Optimism aside, it’s of valid concern that the solar tariff could slow progress in solar installation. In the last decade, according to the Solar Energy Industries Association (SEIA), solar installations have grown at an average annual rate of 68 percent. The price of solar energy per kilowatt-hour, which recently reached parity with fossil fuels for the first time, has played a big role in the increase in solar installation. Luckily, solar panels only make up less 20 percent of the cost of a home installation. But these developments were possible in large part because of state and federal policies that supported them. Continued policy engagement will be crucial to sustaining demand for U.S. solar manufacturing, and to providing stability for one of the fastest-growing occupations in the country.

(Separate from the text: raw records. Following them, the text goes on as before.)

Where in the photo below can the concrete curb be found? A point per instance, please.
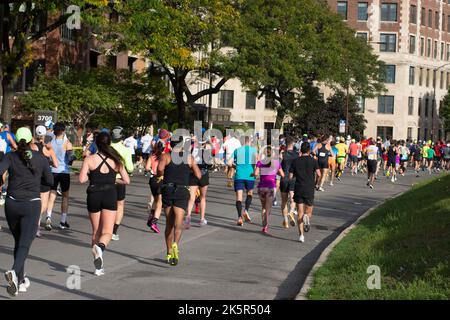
(302, 295)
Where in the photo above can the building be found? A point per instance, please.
(413, 38)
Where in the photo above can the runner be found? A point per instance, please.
(101, 170)
(268, 169)
(44, 148)
(174, 169)
(287, 185)
(64, 153)
(126, 156)
(304, 170)
(23, 205)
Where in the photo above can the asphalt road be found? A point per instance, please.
(217, 261)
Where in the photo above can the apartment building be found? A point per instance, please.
(413, 38)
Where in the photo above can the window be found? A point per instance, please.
(342, 9)
(385, 132)
(386, 104)
(388, 42)
(412, 75)
(422, 46)
(413, 14)
(362, 11)
(410, 106)
(250, 100)
(361, 103)
(226, 99)
(412, 44)
(389, 12)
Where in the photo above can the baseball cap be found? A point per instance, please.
(41, 131)
(24, 134)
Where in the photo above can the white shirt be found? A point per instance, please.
(146, 143)
(230, 145)
(131, 143)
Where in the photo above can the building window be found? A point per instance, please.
(386, 104)
(412, 75)
(389, 12)
(362, 11)
(385, 132)
(342, 9)
(226, 99)
(361, 103)
(412, 44)
(250, 100)
(410, 106)
(388, 42)
(413, 14)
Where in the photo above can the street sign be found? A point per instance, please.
(341, 126)
(42, 116)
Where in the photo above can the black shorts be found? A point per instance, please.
(175, 197)
(203, 182)
(62, 179)
(102, 198)
(372, 166)
(121, 192)
(287, 185)
(155, 187)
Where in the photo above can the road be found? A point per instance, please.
(218, 261)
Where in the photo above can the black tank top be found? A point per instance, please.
(177, 174)
(96, 177)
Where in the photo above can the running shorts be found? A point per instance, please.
(121, 192)
(175, 197)
(244, 185)
(372, 166)
(287, 185)
(62, 179)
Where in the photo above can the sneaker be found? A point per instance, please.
(24, 285)
(13, 285)
(306, 223)
(246, 216)
(175, 255)
(98, 257)
(64, 225)
(48, 224)
(291, 218)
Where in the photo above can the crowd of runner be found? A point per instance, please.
(36, 168)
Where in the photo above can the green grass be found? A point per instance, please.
(407, 237)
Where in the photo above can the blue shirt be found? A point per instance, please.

So, Congress and the states need to continue their support of solar installation. Twenty-nine states and Washington, D.C. have Renewable Portfolio Standards (RPS), laws that require a certain percent of electricity to be generated with renewable energy. The RPS require utility companies to make decisive progress toward integrating renewables into the energy grids which they respectively oversee. Proof of the success of these standards can be found in states like California, Texas, Colorado, Massachusetts, and New York, where robust incentives for the solar industry—the highest number of incentives in the country—have successfully aided capacity growth. In other good news, Congress recently preserved the incremental phase-out of the federal tax credit for wind and solar energy investments, despite attempts made to cut the program entirely in another version of the recent tax bill. In addition to supplying direct financial support, the federal government provides critical research and development support through the U.S. Office of Energy Efficiency and Renewable Energy Photovoltaics subprogram. The program works to improve the efficiency of U.S. production, and currently represents around $179 million of investments in photovoltaic technologies.
It’s critical for policymakers to do everything they can to promote the transition to a renewable energy economy. But the future leaders of America’s green economy will require tough enforcement of fair trade rules that safeguard their chances to compete. With those interests in mind, the solar tariffs initiated first by President Obama and now expanded by President Trump are steps in the right direction.